Prof. Richard menggeleng tidak setuju, ia pun menimpali pembicaraan mereka, "Pemilik mesin waktu selalu dianggap istimewa, jangan terlalu meremehkan begitu. Oh ya, setelah pembobolan, kita akan langsung beraksi untuk mengambil mesin waktu tersebut untuk diamankan di laboratorium."
"Kemungkinan ukuran benda penjelajah waktu itu akan besar karena teknologi lama yang menciptakan, lalu bagaimana caraku membawanya? Apalagi kalian mengutusku pergi bersama perempuan. Bukannya membantu malah merepotkan."
Sentak Katana tak terima diremehkan olwh bocah tengil yang tidak punya perasaan seperti Julian, "Jangan mengejek, aku lebih dari perempuan yang kau maksudkan!"

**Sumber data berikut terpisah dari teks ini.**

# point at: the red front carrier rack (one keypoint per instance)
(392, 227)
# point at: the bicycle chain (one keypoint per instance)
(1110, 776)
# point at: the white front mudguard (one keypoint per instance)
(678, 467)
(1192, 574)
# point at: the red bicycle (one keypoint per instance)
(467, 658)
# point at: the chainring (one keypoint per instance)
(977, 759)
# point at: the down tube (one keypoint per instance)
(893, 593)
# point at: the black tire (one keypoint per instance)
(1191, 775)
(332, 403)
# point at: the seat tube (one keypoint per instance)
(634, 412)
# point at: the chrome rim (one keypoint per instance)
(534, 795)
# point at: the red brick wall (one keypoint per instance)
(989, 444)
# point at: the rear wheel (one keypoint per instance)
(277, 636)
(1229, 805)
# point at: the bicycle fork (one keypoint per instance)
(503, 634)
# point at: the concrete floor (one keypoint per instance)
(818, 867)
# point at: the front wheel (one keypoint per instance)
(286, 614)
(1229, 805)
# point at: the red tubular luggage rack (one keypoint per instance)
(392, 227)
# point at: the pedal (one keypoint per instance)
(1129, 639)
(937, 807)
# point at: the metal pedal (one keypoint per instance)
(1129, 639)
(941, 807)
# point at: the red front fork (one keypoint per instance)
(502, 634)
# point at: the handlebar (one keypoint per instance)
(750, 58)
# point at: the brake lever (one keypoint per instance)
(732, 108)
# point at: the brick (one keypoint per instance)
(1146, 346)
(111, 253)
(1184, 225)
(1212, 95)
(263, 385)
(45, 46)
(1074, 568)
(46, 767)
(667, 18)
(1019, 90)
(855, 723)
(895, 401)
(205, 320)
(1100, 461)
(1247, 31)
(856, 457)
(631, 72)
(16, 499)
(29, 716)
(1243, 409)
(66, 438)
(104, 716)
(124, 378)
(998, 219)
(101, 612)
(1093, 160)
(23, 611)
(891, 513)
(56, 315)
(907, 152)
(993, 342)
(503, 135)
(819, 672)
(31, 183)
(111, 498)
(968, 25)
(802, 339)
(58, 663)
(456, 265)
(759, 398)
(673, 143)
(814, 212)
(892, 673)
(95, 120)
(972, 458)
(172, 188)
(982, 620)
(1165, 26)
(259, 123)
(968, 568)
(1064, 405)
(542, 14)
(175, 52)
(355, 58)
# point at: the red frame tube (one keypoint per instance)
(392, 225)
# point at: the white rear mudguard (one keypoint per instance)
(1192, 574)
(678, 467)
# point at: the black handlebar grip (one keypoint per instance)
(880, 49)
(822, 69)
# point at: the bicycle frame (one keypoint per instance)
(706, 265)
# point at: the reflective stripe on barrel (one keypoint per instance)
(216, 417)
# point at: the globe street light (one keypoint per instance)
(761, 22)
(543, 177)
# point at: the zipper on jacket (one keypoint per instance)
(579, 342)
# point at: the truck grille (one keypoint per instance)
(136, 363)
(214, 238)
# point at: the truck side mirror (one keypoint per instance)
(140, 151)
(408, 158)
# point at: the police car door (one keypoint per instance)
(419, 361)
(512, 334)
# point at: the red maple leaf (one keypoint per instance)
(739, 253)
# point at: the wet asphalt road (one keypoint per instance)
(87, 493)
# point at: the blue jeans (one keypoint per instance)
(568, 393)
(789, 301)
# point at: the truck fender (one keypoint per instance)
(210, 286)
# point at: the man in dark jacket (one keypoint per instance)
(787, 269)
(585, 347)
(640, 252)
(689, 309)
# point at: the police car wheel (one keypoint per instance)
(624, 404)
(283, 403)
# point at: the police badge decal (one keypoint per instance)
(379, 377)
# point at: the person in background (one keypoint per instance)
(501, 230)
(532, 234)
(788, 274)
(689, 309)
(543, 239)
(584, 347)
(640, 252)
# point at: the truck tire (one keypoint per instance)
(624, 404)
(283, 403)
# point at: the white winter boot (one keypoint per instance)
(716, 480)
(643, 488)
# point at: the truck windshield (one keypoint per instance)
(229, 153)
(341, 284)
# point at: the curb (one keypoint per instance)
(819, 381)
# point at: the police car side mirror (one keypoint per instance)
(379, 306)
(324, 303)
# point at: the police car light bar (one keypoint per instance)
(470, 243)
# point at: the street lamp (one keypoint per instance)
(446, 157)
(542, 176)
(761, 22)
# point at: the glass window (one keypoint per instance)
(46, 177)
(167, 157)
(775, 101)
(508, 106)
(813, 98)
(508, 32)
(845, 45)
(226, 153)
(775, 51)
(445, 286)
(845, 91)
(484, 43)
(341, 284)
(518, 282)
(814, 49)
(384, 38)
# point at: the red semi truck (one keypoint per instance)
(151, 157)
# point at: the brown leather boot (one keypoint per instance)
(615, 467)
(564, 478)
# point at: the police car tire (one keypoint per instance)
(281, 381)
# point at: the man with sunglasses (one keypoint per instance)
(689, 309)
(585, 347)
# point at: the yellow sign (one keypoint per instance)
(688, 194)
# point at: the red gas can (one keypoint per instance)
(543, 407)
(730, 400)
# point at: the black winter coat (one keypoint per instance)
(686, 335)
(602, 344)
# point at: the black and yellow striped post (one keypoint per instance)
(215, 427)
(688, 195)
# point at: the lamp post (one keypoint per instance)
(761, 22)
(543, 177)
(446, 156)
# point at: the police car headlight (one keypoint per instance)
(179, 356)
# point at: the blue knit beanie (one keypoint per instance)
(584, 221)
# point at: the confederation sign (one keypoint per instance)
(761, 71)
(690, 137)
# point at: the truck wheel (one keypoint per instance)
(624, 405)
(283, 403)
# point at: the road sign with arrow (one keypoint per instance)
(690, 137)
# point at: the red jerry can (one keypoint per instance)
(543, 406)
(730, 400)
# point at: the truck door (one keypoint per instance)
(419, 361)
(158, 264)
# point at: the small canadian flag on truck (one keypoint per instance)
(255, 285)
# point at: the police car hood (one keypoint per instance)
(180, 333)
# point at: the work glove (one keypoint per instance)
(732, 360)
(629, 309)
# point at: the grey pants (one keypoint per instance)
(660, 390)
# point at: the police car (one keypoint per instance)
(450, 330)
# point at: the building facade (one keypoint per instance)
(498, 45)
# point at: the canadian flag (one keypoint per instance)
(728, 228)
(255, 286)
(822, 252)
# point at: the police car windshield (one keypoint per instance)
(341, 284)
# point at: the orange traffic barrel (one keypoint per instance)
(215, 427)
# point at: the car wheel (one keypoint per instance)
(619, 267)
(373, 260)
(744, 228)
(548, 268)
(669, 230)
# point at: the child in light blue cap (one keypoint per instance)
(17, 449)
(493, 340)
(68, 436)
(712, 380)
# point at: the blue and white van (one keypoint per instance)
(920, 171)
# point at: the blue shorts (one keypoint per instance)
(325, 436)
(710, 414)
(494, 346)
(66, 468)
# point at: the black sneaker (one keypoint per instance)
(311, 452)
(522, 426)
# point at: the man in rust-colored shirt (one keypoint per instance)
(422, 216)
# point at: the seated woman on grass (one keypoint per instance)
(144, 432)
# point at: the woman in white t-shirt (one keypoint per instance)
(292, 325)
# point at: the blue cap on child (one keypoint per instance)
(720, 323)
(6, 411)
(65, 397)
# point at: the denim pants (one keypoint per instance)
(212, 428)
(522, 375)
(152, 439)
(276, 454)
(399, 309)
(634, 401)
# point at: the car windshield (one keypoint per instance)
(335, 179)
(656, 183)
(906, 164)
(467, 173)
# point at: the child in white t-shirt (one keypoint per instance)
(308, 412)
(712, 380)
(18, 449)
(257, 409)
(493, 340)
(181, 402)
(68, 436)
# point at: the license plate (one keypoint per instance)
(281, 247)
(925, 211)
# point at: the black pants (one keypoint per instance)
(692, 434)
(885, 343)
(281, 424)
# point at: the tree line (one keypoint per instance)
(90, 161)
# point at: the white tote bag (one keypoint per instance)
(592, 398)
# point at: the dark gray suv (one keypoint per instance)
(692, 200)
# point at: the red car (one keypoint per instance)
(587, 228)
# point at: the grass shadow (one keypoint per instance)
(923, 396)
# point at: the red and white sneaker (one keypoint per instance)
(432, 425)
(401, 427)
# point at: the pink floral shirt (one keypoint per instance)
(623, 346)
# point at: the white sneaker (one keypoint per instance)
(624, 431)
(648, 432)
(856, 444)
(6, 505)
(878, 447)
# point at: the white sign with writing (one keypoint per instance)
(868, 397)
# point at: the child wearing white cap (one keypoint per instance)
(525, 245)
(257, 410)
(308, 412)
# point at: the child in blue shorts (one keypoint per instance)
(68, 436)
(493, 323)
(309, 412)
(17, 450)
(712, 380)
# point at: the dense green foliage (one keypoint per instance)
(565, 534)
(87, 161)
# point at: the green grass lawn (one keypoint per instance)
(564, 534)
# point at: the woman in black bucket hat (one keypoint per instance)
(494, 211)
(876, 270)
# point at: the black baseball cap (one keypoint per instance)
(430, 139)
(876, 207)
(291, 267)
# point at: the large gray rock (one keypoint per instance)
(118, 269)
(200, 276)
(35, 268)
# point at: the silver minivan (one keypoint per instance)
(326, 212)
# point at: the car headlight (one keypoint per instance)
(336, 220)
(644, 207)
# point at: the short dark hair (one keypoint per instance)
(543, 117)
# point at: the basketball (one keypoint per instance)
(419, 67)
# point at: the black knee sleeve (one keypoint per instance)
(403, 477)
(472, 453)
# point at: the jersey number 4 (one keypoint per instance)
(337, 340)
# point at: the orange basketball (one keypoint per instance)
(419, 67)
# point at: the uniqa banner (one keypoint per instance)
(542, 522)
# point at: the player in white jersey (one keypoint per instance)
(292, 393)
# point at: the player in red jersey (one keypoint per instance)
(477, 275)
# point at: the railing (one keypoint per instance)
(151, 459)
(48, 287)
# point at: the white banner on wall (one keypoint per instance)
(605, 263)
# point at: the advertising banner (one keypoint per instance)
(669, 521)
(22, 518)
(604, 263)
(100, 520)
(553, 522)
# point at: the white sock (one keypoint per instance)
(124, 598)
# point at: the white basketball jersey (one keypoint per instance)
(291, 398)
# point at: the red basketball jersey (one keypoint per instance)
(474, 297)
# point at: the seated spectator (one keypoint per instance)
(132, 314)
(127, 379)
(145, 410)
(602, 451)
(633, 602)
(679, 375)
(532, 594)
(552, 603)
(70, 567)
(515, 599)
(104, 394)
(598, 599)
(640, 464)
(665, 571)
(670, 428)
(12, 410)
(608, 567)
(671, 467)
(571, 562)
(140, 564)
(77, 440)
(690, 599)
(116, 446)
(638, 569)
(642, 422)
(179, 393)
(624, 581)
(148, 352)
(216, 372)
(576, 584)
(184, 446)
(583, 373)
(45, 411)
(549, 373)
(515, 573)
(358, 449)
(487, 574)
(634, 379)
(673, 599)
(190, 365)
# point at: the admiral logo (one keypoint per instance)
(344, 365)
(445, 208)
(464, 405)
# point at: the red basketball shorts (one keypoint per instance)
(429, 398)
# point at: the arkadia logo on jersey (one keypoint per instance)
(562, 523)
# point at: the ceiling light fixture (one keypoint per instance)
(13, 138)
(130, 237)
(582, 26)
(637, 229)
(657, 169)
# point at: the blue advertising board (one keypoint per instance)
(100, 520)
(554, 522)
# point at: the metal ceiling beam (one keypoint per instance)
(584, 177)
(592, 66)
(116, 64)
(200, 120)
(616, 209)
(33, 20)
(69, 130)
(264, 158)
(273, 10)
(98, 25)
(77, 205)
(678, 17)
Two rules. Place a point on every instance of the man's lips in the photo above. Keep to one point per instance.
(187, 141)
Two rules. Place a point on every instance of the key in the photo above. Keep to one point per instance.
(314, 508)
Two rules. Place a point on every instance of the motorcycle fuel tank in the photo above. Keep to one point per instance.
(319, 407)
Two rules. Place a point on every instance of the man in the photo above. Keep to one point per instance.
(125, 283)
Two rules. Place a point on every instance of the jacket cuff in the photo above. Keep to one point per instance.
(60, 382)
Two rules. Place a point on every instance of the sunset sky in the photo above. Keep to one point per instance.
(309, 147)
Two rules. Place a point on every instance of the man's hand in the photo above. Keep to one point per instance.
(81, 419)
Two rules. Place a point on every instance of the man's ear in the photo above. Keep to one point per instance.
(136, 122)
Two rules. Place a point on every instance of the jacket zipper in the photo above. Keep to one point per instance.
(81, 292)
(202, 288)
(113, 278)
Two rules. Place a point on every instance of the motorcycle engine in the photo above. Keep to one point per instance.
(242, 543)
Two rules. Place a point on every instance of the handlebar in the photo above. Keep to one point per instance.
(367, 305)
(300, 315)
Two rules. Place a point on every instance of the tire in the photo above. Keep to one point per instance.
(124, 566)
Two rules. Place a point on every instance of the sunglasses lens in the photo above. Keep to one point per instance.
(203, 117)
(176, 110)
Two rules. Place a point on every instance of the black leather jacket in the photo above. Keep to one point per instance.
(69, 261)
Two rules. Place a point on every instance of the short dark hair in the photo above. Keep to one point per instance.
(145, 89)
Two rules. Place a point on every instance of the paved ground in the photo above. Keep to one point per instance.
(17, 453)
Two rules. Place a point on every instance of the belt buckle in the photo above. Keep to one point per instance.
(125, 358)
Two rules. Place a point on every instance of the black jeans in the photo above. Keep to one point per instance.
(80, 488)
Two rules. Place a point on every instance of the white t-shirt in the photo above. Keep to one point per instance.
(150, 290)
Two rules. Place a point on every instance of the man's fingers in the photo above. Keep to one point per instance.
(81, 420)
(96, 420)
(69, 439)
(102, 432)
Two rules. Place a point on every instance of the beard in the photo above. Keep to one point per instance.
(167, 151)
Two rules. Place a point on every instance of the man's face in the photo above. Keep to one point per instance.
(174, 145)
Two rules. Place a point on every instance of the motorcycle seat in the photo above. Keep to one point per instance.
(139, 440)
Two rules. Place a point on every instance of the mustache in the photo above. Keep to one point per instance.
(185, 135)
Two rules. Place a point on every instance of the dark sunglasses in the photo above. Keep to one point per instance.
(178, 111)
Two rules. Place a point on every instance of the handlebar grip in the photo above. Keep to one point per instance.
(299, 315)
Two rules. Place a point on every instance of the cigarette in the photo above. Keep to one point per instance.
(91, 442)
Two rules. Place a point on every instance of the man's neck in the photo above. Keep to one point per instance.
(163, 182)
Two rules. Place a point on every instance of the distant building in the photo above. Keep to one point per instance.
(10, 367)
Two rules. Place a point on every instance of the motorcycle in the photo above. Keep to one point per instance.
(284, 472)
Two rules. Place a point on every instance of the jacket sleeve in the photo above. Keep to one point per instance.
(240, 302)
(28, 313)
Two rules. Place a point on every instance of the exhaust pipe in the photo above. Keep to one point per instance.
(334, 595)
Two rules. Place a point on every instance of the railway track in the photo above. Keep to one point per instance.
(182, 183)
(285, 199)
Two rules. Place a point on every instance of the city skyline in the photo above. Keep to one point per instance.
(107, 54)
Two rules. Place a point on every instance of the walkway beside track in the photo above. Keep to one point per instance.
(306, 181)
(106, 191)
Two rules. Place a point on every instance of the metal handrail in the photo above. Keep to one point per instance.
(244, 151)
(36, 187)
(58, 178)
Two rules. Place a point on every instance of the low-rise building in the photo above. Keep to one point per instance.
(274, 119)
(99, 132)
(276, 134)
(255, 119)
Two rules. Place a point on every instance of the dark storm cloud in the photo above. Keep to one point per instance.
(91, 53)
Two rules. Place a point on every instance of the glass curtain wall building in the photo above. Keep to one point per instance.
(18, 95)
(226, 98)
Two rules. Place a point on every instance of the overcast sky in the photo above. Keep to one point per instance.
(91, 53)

"Sudahlah jangat ribut," lerai Prof. Aleno. Pria itu lantas menjawab pertanyaan yang sempat diucapkan Julian, "Untuk masalah pengambilan mesin itu akan kita lakukan bersama, yang penting sekarang tugas kaliam adalah memeriksa apakah memang benda itu ada di sana. Baru kalau ada yang harus dilanjutkan, hubungi tim yang bersiaga."
Katana sigap membungkuk sopan, sementara Julian tetap pada posisinya yang berdiri tegak penuh keangkuhan, "Baik Prof. Kami paham."
Prof. Alenio beralih hanya menatap Julian dengan seksama, "Satu pesan dariku, jangan membuat kesalahan sedikitpun terutama kau, Julian. Mesin waktu bukanlah benda sembarangan."
Yang ditegur hanya bisa mendengus kesal, "Hmm, kenapa seolah aku selalu membuat kesalahan di sini."